外国人の横暴に対する、誇り高き武士の怒りと辛抱強さを表現しています。
「蒼龍猶お未だ雲霄に昇らず 潜んで神州剣客の腰に在り 髯虜鏖にせんと欲す策無きに非ず 容易に汚す勿れ日本刀」
訳
「わが国の海辺を侵して通商を迫る外国船の振舞いは目に余るものがある。 しかしながら、これを討つにはいまだ時期尚早である。 今は龍が深い淵にひそんで、まだ天に昇らない状態にも比ぶべき時でしばし自重が必要である。 神州剣士の腰にさす日本刀こそ隠忍自重の姿である。 かの外敵を皆殺しにする方策は決してない訳ではない。 この腰間の日本刀が鞘はしった時こそ、龍が雲を呼んで大空に昇る時で、その機の熟するを待つべきであり、この刀はたやすく抜くべきではない。 めったなことでは、この神聖な刃は汚すべきではない。

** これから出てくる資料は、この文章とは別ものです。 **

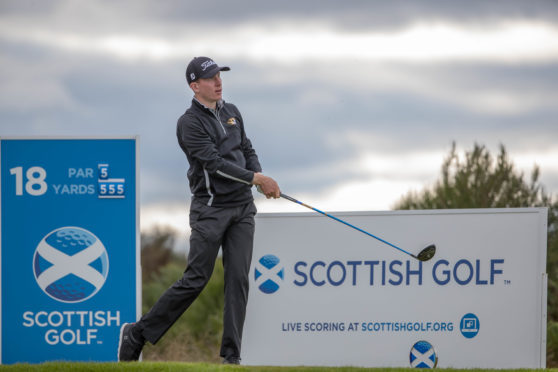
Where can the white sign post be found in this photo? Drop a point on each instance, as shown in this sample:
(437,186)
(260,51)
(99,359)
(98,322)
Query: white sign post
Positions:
(326,295)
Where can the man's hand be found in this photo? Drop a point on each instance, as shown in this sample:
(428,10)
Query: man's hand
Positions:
(267,186)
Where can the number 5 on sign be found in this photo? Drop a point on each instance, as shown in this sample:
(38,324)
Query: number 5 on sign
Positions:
(35,177)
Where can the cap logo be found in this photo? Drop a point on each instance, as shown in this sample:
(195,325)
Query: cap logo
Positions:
(207,64)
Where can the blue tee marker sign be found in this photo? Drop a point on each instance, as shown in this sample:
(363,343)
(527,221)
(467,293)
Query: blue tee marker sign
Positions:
(69,247)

」
龍=名刀を龍にたとえた語。
不昇雲霄=空の上に昇らない。雲霄は空。天空。
龍はその時を得れば天上に昇るが、まだその時を得ないという意。 すなわち、名刀もまだ敵を切る機会に達しない意。
髯虜=ひげ深い外国人。虜は蛮族を卑しんでいう語。通商開港を迫るイギリスその他の白人をさす。